We applied a healing nerf to Arenas and BGs because it was getting impossible to kill anyone. We hope this is just a temporary 85 measure.
Based on some of these reports, it sounds like percentage heals like Second Wind were affected. They probably shouldn't be. Percentage heals aren't boosted by PvP Power, so they shouldn't be nerfed by the blanket PvP healing debuff. We'll discuss and likely fix it.
Our stance on Second Wind hasn't changed. Under some circumstances, especially duels, it can account for a tremendous percentage of your health healed, but usually in group PvP (where we spend far more balance emphasis) you're unlikely to stay below 30% health for very long -- you'll either be healed up or killed.
Does heroic throw reset the swing timer anymore?
If not, please make it do that again, or attach a very minimal rage cost to it. Due to the ability costing 0 rage and not resetting the swing timer (So we think.), it has snuck its way into our single target rotation to fill up empty-gcds.
We purposely left Heroic Throw (and Storm Bolt) not resetting the swing timers for warriors who absolutely can't stand to have idle GCDs. As long as Heroic Throw doesn't push other abilities out of your rotation, we don't have a problem with it.

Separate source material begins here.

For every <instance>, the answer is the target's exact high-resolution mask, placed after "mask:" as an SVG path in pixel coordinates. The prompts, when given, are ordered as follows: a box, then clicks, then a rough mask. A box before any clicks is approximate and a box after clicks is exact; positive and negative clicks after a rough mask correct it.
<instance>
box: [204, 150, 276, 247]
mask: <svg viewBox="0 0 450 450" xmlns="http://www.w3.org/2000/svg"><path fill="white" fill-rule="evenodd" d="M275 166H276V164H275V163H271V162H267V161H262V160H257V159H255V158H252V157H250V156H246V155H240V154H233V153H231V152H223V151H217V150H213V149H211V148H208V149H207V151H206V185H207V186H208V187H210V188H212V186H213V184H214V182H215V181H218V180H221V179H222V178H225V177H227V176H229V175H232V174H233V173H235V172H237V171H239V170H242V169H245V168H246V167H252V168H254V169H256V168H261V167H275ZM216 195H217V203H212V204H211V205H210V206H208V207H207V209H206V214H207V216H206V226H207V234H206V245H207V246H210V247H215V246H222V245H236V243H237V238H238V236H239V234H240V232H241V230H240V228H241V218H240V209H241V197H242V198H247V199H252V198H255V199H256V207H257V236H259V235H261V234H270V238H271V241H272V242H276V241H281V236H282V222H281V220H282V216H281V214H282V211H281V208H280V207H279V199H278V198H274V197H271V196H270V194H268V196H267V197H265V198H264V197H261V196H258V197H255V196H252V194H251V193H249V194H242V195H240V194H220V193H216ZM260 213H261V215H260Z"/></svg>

cleave is its not worth using cleave at all as SMF as the damage of heroic strike is 17645 and cleave on two targets is 17643 which is 11 damage difference, although it isn't much at all it still isn't worth using cleave at all, maybe add the do more damage when using one handers like heroic strike has.
We recently made Cleave do 1.4x damage when using a 1H weapon, just like Heroic Strike.